JOGJA, fornews.co – Melalui Golden Ticket Selection, Jogja International Kite Festival (JIKF) 2026 memberi kesempatan bagi pelayang daerah tampil pada kompetisi nasional dalam festival layang-layang internasional.
Seleksi perdana yang digelar di Lapangan Tayuban, Banaran, Galur, Kulon Progo pada Sabtu, 4 Juli, menjadi pembuka rangkaian JIKF 2026 sebelum puncak acara berlangsung di Pantai Parangkusumo, Bantul, pada 11–12 Juli mendatang.
Tak hanya diikuti komunitas layang-layang dari Daerah Istimewa Jogjakarta dan sejumlah daerah lain, kegiatan ini juga diramaikan kehadiran 35 pelayang dari 17 negara.
Sebanyak 17 karya dipertandingkan pada hari pertama, terdiri atas 11 layang-layang kategori tradisional dan enam kategori kreasi.
Beragam karya bercorak budaya Nusantara menghiasi langit Banaran, mulai dari Mandala Berwarna, Batik Ing Ngayogya, Kembang Lintang, hingga Punokawan Gank.
Di kategori kreasi, peserta menampilkan desain inovatif seperti Anoman, Drum, Dasamuka 2D, Burung Bido, Wheel Kite, dan Kencana Langit.
Ketua Panitia JIKF 2026, Anang Sarjiyanto, menyebut Golden Ticket Selection bukan hanya perlombaan, namun menjadi bagian dari pembinaan komunitas layang-layang agar pelayang daerah memiliki kesempatan yang sama untuk tampil di level lebih tinggi.
“Melalui Golden Ticket Selection kami ingin memberikan kesempatan kepada pelayang daerah untuk bertanding di tingkat nasional.
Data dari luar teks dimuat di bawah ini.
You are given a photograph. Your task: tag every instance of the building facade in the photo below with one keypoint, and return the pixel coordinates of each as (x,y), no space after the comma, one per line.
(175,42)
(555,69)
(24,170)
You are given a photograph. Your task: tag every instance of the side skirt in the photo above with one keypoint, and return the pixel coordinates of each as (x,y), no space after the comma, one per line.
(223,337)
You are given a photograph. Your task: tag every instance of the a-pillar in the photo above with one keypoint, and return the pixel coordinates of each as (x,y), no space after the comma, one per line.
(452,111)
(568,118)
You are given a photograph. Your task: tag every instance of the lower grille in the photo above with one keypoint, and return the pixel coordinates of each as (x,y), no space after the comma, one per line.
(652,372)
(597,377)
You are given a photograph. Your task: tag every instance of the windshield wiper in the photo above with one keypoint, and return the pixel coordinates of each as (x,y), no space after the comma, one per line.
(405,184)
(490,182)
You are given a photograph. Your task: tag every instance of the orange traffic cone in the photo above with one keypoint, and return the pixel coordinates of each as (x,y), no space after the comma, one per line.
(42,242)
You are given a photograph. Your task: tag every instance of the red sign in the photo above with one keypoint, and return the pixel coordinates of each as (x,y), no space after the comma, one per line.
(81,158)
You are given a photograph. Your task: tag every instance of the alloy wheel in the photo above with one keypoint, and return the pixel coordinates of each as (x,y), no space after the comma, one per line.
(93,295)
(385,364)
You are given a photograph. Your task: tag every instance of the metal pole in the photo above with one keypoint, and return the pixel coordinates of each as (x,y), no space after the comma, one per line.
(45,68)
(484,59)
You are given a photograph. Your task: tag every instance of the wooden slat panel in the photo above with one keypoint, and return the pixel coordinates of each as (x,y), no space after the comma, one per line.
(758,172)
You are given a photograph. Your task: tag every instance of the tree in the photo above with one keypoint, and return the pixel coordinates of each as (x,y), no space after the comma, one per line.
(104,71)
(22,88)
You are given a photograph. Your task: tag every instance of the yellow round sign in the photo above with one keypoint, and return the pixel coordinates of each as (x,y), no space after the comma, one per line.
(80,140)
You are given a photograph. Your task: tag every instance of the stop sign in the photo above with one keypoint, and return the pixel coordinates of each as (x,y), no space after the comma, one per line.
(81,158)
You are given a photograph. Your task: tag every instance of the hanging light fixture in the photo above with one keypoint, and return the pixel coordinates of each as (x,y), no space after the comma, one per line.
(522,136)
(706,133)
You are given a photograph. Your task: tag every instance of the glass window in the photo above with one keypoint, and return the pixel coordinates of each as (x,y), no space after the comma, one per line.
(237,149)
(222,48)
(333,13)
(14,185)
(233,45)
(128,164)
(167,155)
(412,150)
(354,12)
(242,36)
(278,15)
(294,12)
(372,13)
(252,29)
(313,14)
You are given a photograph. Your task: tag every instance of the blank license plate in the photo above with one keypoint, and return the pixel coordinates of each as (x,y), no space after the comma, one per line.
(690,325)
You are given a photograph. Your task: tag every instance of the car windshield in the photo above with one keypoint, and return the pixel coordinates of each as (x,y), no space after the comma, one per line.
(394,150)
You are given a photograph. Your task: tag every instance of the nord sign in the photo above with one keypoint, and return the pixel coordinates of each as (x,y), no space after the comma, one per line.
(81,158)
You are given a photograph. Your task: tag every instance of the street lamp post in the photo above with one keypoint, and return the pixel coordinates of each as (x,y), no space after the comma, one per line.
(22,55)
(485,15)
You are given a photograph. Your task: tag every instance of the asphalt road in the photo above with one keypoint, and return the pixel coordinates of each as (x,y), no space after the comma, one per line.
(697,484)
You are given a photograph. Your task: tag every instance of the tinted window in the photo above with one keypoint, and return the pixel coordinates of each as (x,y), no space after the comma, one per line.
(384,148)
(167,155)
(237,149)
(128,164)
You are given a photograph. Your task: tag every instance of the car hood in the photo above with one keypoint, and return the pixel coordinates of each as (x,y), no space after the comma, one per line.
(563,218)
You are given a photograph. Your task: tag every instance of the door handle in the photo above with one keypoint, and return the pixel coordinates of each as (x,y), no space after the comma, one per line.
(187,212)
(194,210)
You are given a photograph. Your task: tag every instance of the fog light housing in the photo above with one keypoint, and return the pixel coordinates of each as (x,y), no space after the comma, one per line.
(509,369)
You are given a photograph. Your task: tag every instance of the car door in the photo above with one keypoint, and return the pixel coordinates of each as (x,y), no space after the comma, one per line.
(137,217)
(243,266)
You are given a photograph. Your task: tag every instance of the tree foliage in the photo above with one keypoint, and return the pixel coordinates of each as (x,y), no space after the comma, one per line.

Harapannya mereka semakin percaya diri, terus berkembang, dan mampu bersaing hingga level internasional,” ujar Anang.
Menurutnya, seleksi daerah juga menjadi sarana regenerasi komunitas sekaligus memperkenalkan standar kompetisi nasional kepada para pelayang lokal. Dengan begitu, kualitas karya maupun kemampuan peserta diharapkan terus meningkat dari tahun ke tahun.
Proses penjurian dilakukan melalui dua tahapan, yakni penilaian konstruksi di darat dan performa saat layang-layang diterbangkan.
Dewan juri menilai kualitas rangka, tingkat kesulitan pembuatan, komposisi warna, kestabilan terbang, karakter suara, hingga kesesuaian desain dengan tema yang diangkat.
Penyelenggara menegaskan, melalui Golden Ticket Selection JIKF 2026, festival layang-layang tidak hanya tontonan tetapi menjadi ruang pembinaan pelayang daerah, pelestarian budaya, promosi pariwisata, hingga diplomasi budaya yang mempertemukan komunitas layang-layang Indonesia dengan dunia.